[
http://issues.apache.org/jira/browse/HADOOP-64?page=comments#action_12427026 ]
Konstantin Shvachko commented on HADOOP-64:
-------------------------------------------
This proposition looks good to me.
The only thing that seems excessive is the dynamic data structures for
maintaining
blockid-to-directory mapping.
The alternative is to do a static mapping based on blockids and the number of
directories.
Suppose that the maximal number of entries per directory is N. We should define
a function
dirName( blockId, N, dirLevel )
which returns a local directory name for each level of the directory tree.
So the datanode needs to store only the current hight of the directory tree H.
Then for a given blockId, its path is determined by
/ dirName(blockId,N,0) / dirName(blockId,N,1) / ... / dirName(blockId,N,H)
And when the datanode needs to add a new directory level it will not need
to rename anything in the existing directory tree.
I see a disadvantage of this approach, that the directories should be
re-structured if the maximal number of entries per directory is changed.

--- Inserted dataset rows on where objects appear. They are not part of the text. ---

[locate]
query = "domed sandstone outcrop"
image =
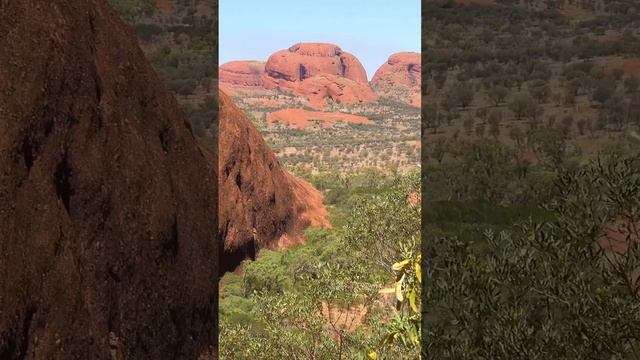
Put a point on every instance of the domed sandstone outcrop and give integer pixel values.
(400, 78)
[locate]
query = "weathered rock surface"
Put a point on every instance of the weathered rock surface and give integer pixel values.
(400, 78)
(262, 205)
(108, 204)
(286, 68)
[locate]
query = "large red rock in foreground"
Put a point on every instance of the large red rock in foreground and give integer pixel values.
(400, 77)
(262, 205)
(107, 201)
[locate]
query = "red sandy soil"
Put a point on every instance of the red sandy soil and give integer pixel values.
(319, 72)
(301, 118)
(632, 67)
(305, 60)
(476, 2)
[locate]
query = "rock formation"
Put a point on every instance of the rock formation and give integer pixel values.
(319, 72)
(242, 73)
(108, 204)
(286, 68)
(400, 78)
(262, 206)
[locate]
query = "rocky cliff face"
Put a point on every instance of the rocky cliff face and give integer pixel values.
(400, 78)
(262, 206)
(107, 201)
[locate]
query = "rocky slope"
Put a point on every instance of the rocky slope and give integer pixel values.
(316, 71)
(262, 206)
(400, 78)
(107, 201)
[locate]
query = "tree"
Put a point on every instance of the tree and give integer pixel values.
(516, 135)
(551, 143)
(632, 83)
(463, 93)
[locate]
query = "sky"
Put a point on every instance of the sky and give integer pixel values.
(369, 29)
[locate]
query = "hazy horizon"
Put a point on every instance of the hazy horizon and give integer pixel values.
(372, 30)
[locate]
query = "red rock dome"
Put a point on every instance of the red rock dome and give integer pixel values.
(242, 73)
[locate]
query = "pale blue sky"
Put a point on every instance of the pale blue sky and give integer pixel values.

But the same is applicable for the dynamic approach, at least when N is
decreased.
We might consider hardcoding N rather than having it configurable.
> DataNode should be capable of managing multiple volumes
> -------------------------------------------------------
>
> Key: HADOOP-64
> URL: http://issues.apache.org/jira/browse/HADOOP-64
> Project: Hadoop
> Issue Type: Improvement
> Components: dfs
> Affects Versions: 0.2.0
> Reporter: Sameer Paranjpye
> Assigned To: Milind Bhandarkar
> Priority: Minor
> Fix For: 0.6.0
>
>
> The dfs Datanode can only store data on a single filesystem volume. When a
> node runs its disks JBOD this means running a Datanode per disk on the
> machine. While the scheme works reasonably well on small clusters, on larger
> installations (several 100 nodes) it implies a very large number of Datanodes
> with associated management overhead in the Namenode.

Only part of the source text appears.